Btw, I should also point out that this is another difference between production and teaching code. In production, most of the time, you frankly don't know what is supposed to be the solution. At least I don't. So, the usual process involves trying things out, see what happens, then finally code up a final solution based on the evidence (this is especially true for more complicated bugs or novel situations). In class, the reverse is true. The learners start with a class of knowledge to try out, and the code's purpose is to express that knowledge in a more concrete terms. This is true for both theory and more practical classes. Again, each class would have a set of concepts, and the learners should solve the problems by these before coding.
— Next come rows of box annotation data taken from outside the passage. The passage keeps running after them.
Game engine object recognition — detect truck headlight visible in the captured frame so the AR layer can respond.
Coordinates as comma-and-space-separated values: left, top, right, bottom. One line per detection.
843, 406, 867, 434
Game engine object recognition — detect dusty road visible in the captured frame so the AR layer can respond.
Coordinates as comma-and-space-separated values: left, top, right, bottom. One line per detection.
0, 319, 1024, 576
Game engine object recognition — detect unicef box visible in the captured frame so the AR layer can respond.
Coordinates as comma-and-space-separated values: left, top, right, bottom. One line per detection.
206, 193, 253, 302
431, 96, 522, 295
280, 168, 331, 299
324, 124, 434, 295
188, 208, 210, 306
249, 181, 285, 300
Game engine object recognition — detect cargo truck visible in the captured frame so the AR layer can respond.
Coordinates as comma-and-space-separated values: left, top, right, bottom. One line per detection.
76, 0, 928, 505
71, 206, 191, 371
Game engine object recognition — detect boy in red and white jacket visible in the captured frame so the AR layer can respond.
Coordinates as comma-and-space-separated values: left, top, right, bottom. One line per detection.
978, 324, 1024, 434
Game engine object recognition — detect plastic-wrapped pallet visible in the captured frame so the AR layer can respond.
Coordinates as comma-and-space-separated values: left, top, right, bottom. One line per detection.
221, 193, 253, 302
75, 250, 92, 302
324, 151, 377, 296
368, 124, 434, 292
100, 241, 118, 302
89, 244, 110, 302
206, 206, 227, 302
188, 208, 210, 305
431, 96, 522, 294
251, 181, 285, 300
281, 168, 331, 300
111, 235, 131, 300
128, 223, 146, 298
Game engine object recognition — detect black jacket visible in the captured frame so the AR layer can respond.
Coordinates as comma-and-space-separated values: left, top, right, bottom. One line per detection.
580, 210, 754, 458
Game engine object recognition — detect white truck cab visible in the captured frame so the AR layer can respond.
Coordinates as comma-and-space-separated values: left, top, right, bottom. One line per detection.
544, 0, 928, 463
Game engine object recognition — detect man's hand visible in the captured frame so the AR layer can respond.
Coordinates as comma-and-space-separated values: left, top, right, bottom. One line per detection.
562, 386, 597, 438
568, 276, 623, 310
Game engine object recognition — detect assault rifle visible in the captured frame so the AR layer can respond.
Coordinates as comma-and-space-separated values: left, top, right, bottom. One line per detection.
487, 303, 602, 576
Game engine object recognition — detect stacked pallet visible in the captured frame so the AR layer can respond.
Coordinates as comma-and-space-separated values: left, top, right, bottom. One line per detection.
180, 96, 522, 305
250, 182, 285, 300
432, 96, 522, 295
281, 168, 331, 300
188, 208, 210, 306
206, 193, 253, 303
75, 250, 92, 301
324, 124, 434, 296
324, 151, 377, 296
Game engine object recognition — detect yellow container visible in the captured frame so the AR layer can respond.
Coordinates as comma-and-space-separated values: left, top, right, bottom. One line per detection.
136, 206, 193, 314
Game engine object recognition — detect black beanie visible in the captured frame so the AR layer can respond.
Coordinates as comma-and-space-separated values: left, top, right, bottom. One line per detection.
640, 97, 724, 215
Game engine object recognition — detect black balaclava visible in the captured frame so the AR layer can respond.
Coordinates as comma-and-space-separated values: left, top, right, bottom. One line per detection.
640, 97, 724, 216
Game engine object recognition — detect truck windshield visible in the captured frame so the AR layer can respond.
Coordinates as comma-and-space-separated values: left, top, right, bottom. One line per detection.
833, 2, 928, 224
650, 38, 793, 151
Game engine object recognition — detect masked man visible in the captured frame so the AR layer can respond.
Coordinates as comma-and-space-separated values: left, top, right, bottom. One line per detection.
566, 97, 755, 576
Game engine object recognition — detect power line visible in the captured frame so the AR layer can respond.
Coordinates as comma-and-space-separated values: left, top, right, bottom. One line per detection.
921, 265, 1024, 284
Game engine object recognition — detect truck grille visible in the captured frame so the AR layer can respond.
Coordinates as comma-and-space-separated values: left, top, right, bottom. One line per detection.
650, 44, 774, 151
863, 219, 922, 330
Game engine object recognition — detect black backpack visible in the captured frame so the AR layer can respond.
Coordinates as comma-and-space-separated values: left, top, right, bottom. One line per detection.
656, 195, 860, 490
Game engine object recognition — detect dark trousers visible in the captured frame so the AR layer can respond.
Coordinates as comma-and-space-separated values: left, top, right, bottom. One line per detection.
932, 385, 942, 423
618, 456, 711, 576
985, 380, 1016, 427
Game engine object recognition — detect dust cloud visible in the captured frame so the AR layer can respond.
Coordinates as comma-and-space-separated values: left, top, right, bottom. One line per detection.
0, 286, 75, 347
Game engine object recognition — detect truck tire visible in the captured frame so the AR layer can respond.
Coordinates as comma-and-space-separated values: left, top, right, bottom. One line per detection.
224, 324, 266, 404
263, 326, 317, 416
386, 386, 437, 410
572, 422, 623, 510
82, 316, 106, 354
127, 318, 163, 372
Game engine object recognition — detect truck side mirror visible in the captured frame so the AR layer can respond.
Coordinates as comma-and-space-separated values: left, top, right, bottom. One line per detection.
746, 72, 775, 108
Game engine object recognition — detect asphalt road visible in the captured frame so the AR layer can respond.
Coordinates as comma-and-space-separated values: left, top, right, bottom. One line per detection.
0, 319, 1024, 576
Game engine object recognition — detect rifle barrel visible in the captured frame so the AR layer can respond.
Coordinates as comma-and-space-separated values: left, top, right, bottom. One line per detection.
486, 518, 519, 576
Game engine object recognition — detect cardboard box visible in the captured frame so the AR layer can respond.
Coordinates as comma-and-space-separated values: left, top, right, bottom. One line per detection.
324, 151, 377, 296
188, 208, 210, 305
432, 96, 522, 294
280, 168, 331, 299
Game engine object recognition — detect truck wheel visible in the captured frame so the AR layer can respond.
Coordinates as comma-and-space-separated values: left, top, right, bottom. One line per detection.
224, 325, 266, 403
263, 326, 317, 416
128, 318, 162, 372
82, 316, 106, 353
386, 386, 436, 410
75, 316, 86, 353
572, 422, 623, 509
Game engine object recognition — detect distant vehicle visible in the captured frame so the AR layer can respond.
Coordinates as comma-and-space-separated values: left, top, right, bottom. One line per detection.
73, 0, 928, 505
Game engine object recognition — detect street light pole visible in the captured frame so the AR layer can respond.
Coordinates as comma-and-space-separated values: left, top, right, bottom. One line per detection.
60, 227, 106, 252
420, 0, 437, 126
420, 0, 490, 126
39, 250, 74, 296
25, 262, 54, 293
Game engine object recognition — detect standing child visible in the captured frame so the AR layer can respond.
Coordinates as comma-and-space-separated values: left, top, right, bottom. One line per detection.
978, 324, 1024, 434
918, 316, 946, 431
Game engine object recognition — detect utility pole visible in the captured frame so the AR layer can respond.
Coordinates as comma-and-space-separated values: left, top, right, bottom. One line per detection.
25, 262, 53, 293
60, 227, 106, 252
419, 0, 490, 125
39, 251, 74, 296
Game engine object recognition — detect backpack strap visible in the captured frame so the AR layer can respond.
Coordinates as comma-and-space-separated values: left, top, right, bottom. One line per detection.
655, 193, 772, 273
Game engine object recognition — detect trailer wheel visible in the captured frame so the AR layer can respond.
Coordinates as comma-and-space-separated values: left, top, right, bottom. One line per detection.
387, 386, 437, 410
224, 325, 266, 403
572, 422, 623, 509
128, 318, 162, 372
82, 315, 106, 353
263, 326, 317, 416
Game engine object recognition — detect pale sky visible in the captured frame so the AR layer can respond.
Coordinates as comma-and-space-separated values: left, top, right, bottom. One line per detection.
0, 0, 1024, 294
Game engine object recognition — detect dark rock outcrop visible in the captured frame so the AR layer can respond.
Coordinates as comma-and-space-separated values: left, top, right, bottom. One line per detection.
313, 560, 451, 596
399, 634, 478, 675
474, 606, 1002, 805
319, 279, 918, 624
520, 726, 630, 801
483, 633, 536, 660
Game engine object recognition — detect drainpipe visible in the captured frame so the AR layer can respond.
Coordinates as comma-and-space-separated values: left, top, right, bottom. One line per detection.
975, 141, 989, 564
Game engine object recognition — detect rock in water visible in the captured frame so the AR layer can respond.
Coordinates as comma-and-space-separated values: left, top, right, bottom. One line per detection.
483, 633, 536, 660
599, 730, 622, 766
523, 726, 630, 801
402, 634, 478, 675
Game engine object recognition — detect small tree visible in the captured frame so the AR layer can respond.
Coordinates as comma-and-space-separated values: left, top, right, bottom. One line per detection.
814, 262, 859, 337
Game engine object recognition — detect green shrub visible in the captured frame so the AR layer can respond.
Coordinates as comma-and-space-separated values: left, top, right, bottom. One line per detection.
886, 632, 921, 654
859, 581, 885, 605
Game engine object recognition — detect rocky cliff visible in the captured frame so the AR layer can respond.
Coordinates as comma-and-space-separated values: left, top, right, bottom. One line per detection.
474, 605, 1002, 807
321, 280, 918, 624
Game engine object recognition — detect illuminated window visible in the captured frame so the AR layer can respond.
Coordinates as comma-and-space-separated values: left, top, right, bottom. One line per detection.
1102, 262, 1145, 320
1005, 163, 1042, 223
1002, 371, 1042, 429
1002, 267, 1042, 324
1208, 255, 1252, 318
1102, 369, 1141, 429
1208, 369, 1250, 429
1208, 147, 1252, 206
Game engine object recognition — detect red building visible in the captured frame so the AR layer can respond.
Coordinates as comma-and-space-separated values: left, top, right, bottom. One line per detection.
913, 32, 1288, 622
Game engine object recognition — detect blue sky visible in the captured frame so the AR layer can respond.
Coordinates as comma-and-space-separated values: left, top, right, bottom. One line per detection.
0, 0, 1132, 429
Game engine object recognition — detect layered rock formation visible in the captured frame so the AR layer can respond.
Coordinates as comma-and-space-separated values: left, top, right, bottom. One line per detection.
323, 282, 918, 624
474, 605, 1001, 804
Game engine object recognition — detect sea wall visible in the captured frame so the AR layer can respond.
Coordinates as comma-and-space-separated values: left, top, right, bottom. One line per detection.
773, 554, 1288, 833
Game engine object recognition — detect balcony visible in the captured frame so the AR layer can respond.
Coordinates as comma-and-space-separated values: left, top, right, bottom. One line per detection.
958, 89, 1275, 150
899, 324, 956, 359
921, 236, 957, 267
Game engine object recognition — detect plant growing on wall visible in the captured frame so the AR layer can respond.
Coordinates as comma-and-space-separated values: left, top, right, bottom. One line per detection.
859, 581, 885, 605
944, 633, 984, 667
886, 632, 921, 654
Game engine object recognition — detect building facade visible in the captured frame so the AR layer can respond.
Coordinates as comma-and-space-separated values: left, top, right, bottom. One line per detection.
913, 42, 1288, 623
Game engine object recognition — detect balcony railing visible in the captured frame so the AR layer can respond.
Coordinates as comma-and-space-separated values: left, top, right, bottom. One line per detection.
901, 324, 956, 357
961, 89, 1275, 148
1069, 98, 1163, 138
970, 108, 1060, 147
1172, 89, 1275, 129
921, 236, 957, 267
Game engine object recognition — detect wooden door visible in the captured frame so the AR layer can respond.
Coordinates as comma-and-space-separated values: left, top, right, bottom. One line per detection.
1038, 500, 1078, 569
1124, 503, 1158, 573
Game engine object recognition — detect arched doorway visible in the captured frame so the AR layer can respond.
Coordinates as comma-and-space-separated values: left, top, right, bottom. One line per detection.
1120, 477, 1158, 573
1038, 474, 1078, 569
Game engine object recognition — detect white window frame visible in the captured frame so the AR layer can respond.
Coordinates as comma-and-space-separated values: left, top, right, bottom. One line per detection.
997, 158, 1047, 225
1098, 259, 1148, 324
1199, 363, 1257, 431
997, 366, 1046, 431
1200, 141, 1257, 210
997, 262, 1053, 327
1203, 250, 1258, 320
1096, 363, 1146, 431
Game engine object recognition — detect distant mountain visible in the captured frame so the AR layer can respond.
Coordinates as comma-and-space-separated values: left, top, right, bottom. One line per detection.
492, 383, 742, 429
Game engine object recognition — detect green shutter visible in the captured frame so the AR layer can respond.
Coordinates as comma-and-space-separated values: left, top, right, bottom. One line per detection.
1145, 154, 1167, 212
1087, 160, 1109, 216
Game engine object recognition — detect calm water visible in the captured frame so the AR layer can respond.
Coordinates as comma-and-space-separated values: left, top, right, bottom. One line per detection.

Thus, most issues with the code can be picked up by compilation, either by eyes or by machine. Lastly, since teaching code demonstrates a concepts, often it does not need to be run at all. The graders would just compile it in their head, goes through the logics, and give feedback. In such case, runtime errors are terrible. They hide hideous bugs while provide incentives to hack things together. Hacking is not the point of knowledge transfer. Hacking is for production.

Finally, let's talk about indentation. Another big selling points of Python: hear ya hear ya, your code's readability is enforced by your intepreter. Yeah. Let alone the fact that the interpreter fails to detect hosts of issues until runtime, let alone the fact  that input values' behaviors are undefined by default, let alone the fact that basic types may be unusable. Python will help your cosmetic to look good! Bow down to pretty code! This sickens me every time. I used to be TA for a Scheme-based class. Every time (and I meant every time), the love of the students to Scheme would jump about 5-fold after I taught them correct indentation, and they would do this without the compiler acting like Hitler. Every programmers with a few months of experience would indent reasonably well for most C-like programming language. Furthermore, given that teaching code is usually short and sweet, this whole concept of coercion of style is generally useless. On the other hand, I have yet to notice any standardization in naming (you know, internalCapitalization vs. underscores_for_spaces). Maybe I am too green, but it seems like people just do what the hell they like here. Again, teaching code is short and sweet, so this kind of styles matter a great deal. But of course, it's impossible to enforce (maybe Python should outlaw underscore in names, or outlaw mid-name capitalization).

Frankly, here is my impression of Python and its cheerleaders: Python is great for very very beginners whose only interest is to show off. It is very fast to punch in something resembling good code. It is very fast if you don't do anything major. It is very fast to get buggy code "running." However, as soon as you put any serious logics in, Python crumbles like worms under someone's shoes. Its code needs serious context (either comments or the usage site) to make sense; its abstraction layer is lacking; its compilation system cares more about cosmetic than sustain. Basically, everything is wrong. On top of that, it lacks any kind of mind-twisting advancements (I am thinking about Lisp and Rust) or pliability for hacking and playing (I am think about Perl, of course, but C is a good example). It's like a dumb dictator: insists on minor styles but lets bigger problems go unchecked. I sincerely hope I won't cross path with it again. Ever.